Passing --stats
to Crystal when building or running any source code gives you a list of compilation stages and their times elapsed, the first stage being Parse
. Most of the time, this stage takes less than 1 millisecond, even when rebuilding a large codebase like the compiler itself. This is naturally impossible, no matter how fast your computer runs.
The reason here is that the scope of the stage is very small. It measures only the time taken to parse the entry points given on the command line, not the time taken for required files; they are parsed as Require
nodes are visited by the top-level visitor, meaning all that elapsed time counts towards the Semantic (top level)
stage instead. Knowing that all the parsing goes through Crystal::Parser#parse
, here is a rudimentary patch that prints the total time taken for all invocations of that method:
module Crystal
class Parser
class_property elapsed = Time::Span.zero
def parse
t0 = Time.monotonic
begin
previous_def
ensure
t1 = Time.monotonic
Parser.elapsed += t1 - t0
end
end
end
class Compiler
private def print_codegen_stats(units)
return unless @progress_tracker.stats?
puts "Parse total: #{Parser.elapsed}"
previous_def
end
end
end
We then build an empty file with --stats
, meaning the prelude is solely responsible for all the parsing.

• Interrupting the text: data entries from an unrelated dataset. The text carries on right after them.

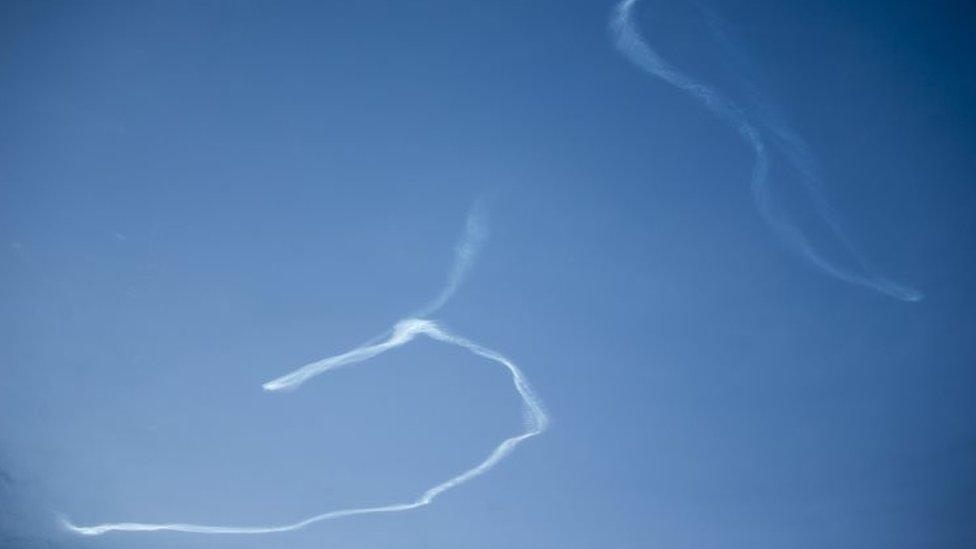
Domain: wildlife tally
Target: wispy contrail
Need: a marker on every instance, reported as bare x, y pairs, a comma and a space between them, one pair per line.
631, 44
402, 333
467, 250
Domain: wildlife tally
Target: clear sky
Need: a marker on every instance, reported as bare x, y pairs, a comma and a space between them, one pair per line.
198, 197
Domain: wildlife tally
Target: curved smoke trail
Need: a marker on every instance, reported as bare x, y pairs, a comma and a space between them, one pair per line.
467, 250
402, 333
632, 45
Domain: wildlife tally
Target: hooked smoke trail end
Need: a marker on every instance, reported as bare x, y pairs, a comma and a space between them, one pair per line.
536, 420
632, 45
467, 250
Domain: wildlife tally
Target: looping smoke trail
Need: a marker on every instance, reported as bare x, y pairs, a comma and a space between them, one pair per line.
402, 333
632, 45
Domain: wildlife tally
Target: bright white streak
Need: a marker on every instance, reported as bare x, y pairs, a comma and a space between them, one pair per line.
536, 422
632, 45
402, 333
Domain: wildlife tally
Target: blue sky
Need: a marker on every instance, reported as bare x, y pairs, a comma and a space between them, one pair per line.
196, 198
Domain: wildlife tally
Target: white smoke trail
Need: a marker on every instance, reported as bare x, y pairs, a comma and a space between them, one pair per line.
467, 250
402, 333
632, 45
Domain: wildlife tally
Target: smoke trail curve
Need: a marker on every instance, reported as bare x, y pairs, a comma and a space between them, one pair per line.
536, 420
632, 45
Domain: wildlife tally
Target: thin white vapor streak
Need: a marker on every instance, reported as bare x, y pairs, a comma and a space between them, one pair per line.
632, 45
467, 250
402, 333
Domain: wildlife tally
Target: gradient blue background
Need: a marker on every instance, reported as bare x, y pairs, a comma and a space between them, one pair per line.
198, 197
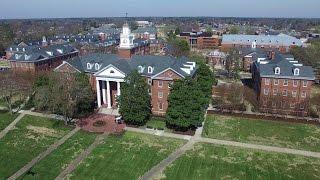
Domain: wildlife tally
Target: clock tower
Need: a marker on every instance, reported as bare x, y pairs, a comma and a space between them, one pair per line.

On Windows, a typical run looks like this:
Parse: 00:00:00.000625400 ( 1.16MB)
Semantic (top level): 00:00:00.371690400 ( 129.64MB)
Semantic (new): 00:00:00.001411500 ( 129.64MB)
Semantic (type declarations): 00:00:00.022352500 ( 129.64MB)
Semantic (abstract def check): 00:00:00.008010900 ( 145.64MB)
Semantic (restrictions augmenter): 00:00:00.006648800 ( 145.64MB)
Semantic (ivars initializers): 00:00:00.095378200 ( 145.70MB)
Semantic (cvars initializers): 00:00:00.003065200 ( 145.70MB)
Semantic (main): 00:00:00.212487200 ( 193.82MB)
Semantic (cleanup): 00:00:00.000268600 ( 193.82MB)
Semantic (recursive struct check): 00:00:00.000578700 ( 193.82MB)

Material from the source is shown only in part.